The smart way to handle introductory circuits goes
like this:
The hookup wire is a good conductor. In the DC
limit, if you tried to establish a voltage difference
between one end of the wire and the other, the
electrons in the wire would re-arrange themselves
so as to cancel the voltage difference. For present
purposes (and a *lot* of other purposes besides) we
do not care about the details of how the charges
re-arrange themselves.
This is both traditional and sensible.
Also, it is entirely consistent with how we handle
other physics topics. For example, in introductory
mechanics, when there is an elastic collision between
two billiard balls, we "could" ask for details on the
force profile
-- is there a small force for a long time?
-- is there a large force for a short time?
That is a perfectly reasonable question, and sometimes
students do ask it, but for present purposes (and a
lot of other purposes besides) we do not need to know
the answer.
For an inelastic collision, where the balls collide
and stick, the details of how they stick are even
more complicated.
A student who is curious about such things should be
encouraged to stay curious, but there is such a thing
as delayed gratification. As we have discussed before,
a big part of teaching involves knowing when to keep
your mouth shut, to /not/ say everything you know.
Part of the charm of physics is that we imagine we
could explain everything in detail, 100% reductionist
detail. Meanwhile, however, another part of the charm
of physics is that very often we can obtain the answers
to important and interesting problems /without/ having
to spell out every detail.
In high-school geometry, the game is to start with a
handful of basic axioms and then derive everything
else. However, as Feynman and others have emphasized,
physics is not like that. In the introductory course,
it is entirely OK to use the ideal gas law without
bothering to derive it from quantum-mechanical first
principles.

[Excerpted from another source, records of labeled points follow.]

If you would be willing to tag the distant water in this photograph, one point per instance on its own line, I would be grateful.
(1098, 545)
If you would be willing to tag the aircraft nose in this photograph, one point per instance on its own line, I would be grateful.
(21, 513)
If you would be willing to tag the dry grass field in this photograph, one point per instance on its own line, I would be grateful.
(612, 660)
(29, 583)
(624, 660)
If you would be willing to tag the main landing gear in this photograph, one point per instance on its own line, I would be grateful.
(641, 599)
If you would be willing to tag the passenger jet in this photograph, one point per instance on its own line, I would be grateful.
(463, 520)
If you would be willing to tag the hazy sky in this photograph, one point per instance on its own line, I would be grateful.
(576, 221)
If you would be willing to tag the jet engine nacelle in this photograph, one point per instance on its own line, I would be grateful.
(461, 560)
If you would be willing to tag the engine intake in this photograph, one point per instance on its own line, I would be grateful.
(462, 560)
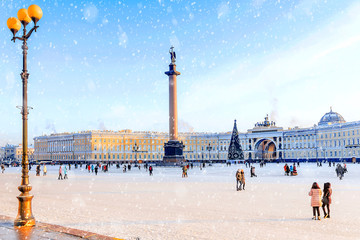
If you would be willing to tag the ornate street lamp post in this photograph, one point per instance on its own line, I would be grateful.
(34, 13)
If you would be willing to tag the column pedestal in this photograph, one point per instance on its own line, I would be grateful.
(173, 153)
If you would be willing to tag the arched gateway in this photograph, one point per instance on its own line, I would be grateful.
(265, 149)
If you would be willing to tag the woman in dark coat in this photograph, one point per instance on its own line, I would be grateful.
(315, 194)
(327, 199)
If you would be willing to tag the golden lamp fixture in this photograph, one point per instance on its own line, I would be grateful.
(34, 13)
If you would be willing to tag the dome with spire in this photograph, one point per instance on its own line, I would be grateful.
(331, 118)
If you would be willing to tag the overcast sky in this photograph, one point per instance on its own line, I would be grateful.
(100, 65)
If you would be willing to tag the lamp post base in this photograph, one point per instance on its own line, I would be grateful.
(25, 217)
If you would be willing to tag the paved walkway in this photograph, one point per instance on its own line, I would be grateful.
(43, 231)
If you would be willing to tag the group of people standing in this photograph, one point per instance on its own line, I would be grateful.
(38, 170)
(340, 170)
(290, 170)
(61, 172)
(320, 199)
(240, 180)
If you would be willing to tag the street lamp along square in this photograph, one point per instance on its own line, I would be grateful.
(34, 13)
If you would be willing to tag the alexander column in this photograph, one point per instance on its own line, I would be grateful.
(173, 148)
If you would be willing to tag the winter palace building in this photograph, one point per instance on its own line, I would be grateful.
(331, 139)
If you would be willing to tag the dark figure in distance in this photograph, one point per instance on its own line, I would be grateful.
(327, 199)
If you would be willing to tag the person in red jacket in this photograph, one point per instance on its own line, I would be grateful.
(315, 194)
(327, 199)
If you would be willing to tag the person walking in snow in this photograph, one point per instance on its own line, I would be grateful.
(315, 194)
(38, 170)
(242, 179)
(60, 173)
(150, 170)
(44, 170)
(65, 173)
(252, 172)
(238, 180)
(327, 199)
(96, 169)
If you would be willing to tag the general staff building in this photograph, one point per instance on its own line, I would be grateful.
(331, 139)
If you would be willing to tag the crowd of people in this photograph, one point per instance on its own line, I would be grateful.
(320, 199)
(290, 170)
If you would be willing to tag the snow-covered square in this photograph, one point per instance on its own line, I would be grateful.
(205, 205)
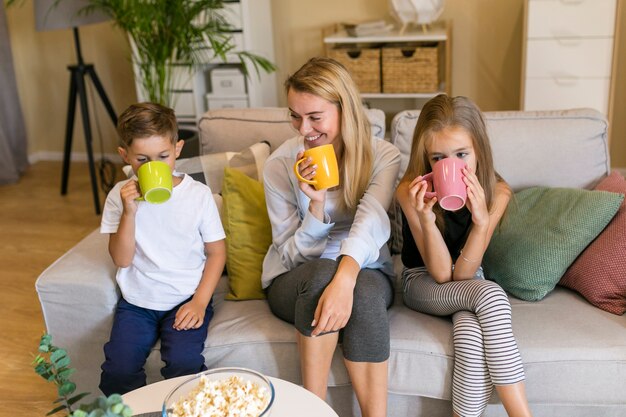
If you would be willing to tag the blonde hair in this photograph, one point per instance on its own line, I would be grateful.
(445, 112)
(328, 79)
(143, 120)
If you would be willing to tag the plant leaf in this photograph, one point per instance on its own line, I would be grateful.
(66, 388)
(76, 398)
(56, 410)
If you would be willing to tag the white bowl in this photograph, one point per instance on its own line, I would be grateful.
(212, 376)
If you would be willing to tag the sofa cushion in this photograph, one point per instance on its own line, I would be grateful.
(573, 353)
(579, 137)
(248, 234)
(544, 231)
(235, 129)
(599, 273)
(209, 168)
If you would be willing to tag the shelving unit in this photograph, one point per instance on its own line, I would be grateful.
(438, 33)
(252, 27)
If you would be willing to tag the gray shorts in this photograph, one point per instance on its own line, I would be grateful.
(293, 297)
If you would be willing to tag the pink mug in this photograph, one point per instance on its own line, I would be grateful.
(447, 180)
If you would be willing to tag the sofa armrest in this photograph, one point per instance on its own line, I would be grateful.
(78, 295)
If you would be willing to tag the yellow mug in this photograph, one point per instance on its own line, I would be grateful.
(155, 182)
(327, 173)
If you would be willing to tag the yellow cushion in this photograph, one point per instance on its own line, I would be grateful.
(248, 234)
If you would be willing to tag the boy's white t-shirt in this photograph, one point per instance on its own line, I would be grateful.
(169, 255)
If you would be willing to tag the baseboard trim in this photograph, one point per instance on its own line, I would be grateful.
(621, 170)
(74, 157)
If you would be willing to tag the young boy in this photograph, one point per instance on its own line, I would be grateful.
(169, 256)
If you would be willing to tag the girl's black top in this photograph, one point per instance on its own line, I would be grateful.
(457, 227)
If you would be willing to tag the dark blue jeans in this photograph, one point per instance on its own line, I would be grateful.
(134, 333)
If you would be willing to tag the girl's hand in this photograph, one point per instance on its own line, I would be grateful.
(129, 193)
(476, 202)
(189, 316)
(422, 204)
(334, 307)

There is such a thing as the spiral
approach. There will be plenty of time to spiral
back and derive the gas laws from first principles
in the upper-division thermodynamics course. Ditto
for the steering charges in electrical circuits.
To every thing there is a season, and a time to every
purpose under heaven. -- Ecclesiastes 3:1
In the non-introductory course, I am 100% in favor
of discussing the equilibrium charge distribution.
Indeed, I am support teaching a simplified version
of methods for calculating the actual charge
distribution. http://www.av8n.com/physics/laplace.htm
This stands in contrast to the "artist's conception"
distributions that one finds in certain books, which
have some inaccuracies. The fact that nobody seems
to mind -- or even notice -- tells me that the details
of the charge distribution are not really important.